Wimbledon round-up: Big four dominance is ending

In years to come, chroniclers of the golden age of tennis will wax lyrically about the ‘big four’.

It may be many moons before we again see a decade of such competitiveness and dominance from a quartet of heavyweight players.

Since the 2005 French Open, Rafa Nadal, Roger Federer, Novak Djokovic and Andy Murray have won 44 of the 49 Grand Slam titles available. It would be no surprise if that record extends to 45 from 50 this weekend, given Federer’s exemplary record at Wimbledon.

But the strains of such a long period at the top of their sport is finally taking its toll on the four players.

It wasn’t form, mentality or an outstanding display from an opponent which brought an end to Djokovic and Murray’s Wimbledon. It was their body giving way.

Take nothing away from dangerous giant Sam Querrey for fighting back from 2-1 down to beat Murray in five sets, yet the world number one was clearly hampered by the hip injury which had disrupted his preparations for his home tournament.

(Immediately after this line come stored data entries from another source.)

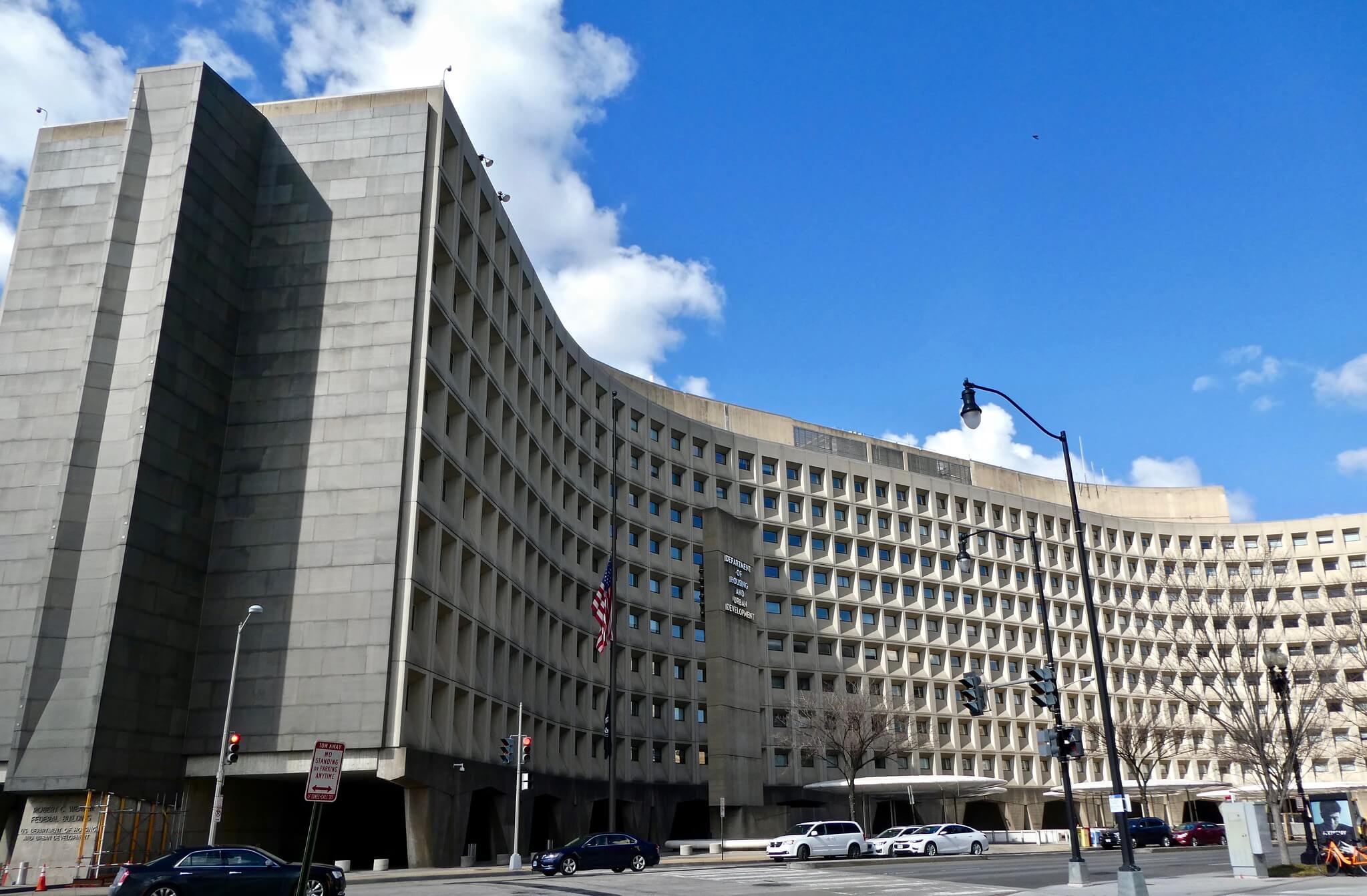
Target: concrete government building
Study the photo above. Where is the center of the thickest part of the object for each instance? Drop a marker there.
(293, 354)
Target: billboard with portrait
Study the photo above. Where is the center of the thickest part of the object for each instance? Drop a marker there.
(1332, 816)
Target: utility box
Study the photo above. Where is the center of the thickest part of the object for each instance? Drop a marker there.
(1248, 838)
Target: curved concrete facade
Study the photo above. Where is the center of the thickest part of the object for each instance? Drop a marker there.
(408, 461)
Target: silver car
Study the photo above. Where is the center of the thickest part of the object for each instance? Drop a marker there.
(945, 839)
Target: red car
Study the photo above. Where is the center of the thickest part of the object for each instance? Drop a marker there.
(1199, 833)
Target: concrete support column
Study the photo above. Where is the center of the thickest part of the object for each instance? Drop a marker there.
(431, 827)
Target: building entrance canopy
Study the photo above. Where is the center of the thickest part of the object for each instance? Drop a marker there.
(1312, 787)
(930, 786)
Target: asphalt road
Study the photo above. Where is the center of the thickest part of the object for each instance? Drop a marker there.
(946, 876)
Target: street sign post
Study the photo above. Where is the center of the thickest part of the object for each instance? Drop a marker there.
(325, 773)
(322, 787)
(722, 846)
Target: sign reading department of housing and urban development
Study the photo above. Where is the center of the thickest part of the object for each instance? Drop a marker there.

It may be many months before Murray is seen on court again, particularly if he needs to go under the knife.

Similarly, Djokovic was clearly unable to produce maximum power on either his serve or forehand, with his elbow injury eventually forcing him to retire against Tomas Berdych.

For all the scrutiny over whether Djokovic has lost his focus or is suffering from personal issues, it was ultimately physical wear and tear which saw him exit another major without a title to his name.

Perhaps Murray, Djokovic and Nadal will now need to take a leaf out of Federer’s book and pick and choose their tournaments to ensure they are fully fit for the Grand Slams.

Federer certainly showed few signs of wear and tear in what was a notably straightforward win over Milos Raonic.

For the rest of the men’s tour, the apparent demise of the big four is great news. From years of being mere bit-part players, all of the top 20 will suddenly be sensing a chance.

The likes of Marin Cilic, in particular, will sniff an opportunity to add a second major to his name after a thrilling five-set win over Nadal’s conqueror Gilles Muller.

Cilic knows that the men’s tour is finally becoming far more of an open field.